This morning Bostonians gathered for an inter-faith service following the horrific bombing at the Boston Marathon on Monday. I have a sister who raised her family just outside of Boston and a nephew who still calls Boston home.
There are a number of people in the church who have run in the Boston Marathon whose friends and family members have waited for them at that same finish line. So many of our people have connections to this great city it felt like an attack on us. It is hard to find words that make sense of what happened on Monday, because it was complete nonsense. Unfortunately, many of us were not be able to watch the service, but we can take a moment to pray with Bostonians and for them. Here is the prayer I will be praying throughout the day.
A PRAYER FOR BOSTON
Gracious God, you are the Author of Life and of all that is good in this world and the universe beyond. Help us then not to lose sight of wonder and beauty when the voices of fear and destruction seek to drown out all that is good. We turn to you, O God, as the source of all love, to pray for a sister city which has been attacked by hate.
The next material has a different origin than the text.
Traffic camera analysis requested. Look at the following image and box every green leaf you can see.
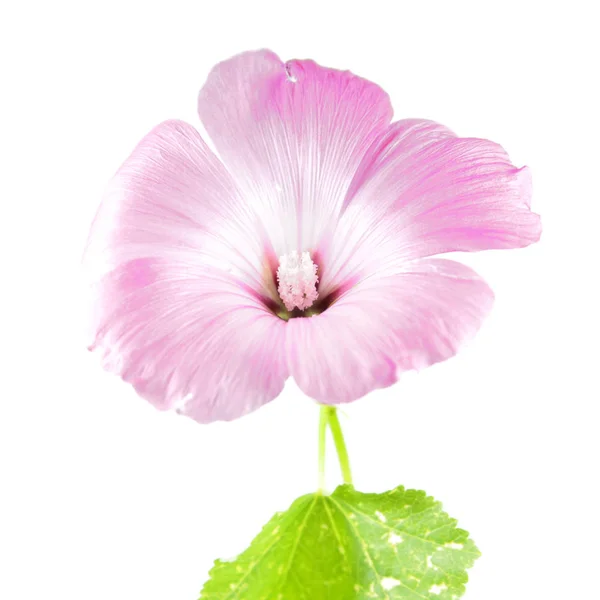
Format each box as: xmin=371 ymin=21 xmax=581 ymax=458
xmin=200 ymin=485 xmax=479 ymax=600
We pray that love and truth will win the day and your light will lead Boston through the shadows of grief and sorrow, anger and fear, to a renewed hope and determination to run the race and finish the course of justice, righteousness and mercy in this world and in this life.
We pray for all victims of Monday’s attack and for the families who lost loved ones and for those clinging to hope beside victims now in critical care. We pray for those who lost a limb to hatred’s deed. May their determination and courage in recovery be a call to one and all to step out and silence the voices of fear and hatred.
We pray in the name of the Great Physician for medical teams entrusted with the care of the wounded. We pray in the name of the One who is Truth for investigators and legal authorities seeking to bring truth and justice to light. We pray even for whoever is behind the terror that your Spirit would cast out the evil from their hearts and enable them to humbly take responsibility and let justice reign. We pray for a city and for a world which can so easily turn to fear and vindictiveness in such times and ask that instead a different spirit might emerge even from our own hearts. And so with St. Francis of old we pray;
Lord, make me an instrument of your peace.
Where there is hatred, let me sow love;
where there is injury, pardon;
where there is doubt, faith;
where there is despair, hope;
where there is darkness, light;
and where there is sadness, joy.
O Divine Master, grant that I may not so much seek
to be consoled as to console;
to be understood as to understand;
to be loved as to love.
For it is in giving that we receive;
it is in pardoning that we are pardoned;
and it is in dying that we are born to eternal life. Amen
This Sunday, The Toronto Yonge St. 10K will be passing the church shortly after the starter gives the signal north of Eglinton Ave. at 9 a.m. The street will be reopened in plenty of time for people to get out to church, but I am going to arrive early enough to cheer the runners on. We will make sure there is a word of encouragement on the church sign for all of the runners and the church bells will be ringing so everyone gets the message loud and clear. Why not plan on arriving early enough to join me even if it means having to take a detour to get here?
If you wonder why I would do such a thing, read this piece in the Washington Post: http://www.washingtonpost.com/blogs/wonkblog/wp/2013/04/15/if-you-are-losing-faith-in-human-nature-go-out-and-watch-a-marathon/
Grace and Peace,
p.s. Our prayers go out today as well to the victims of the horrible incident in Texas.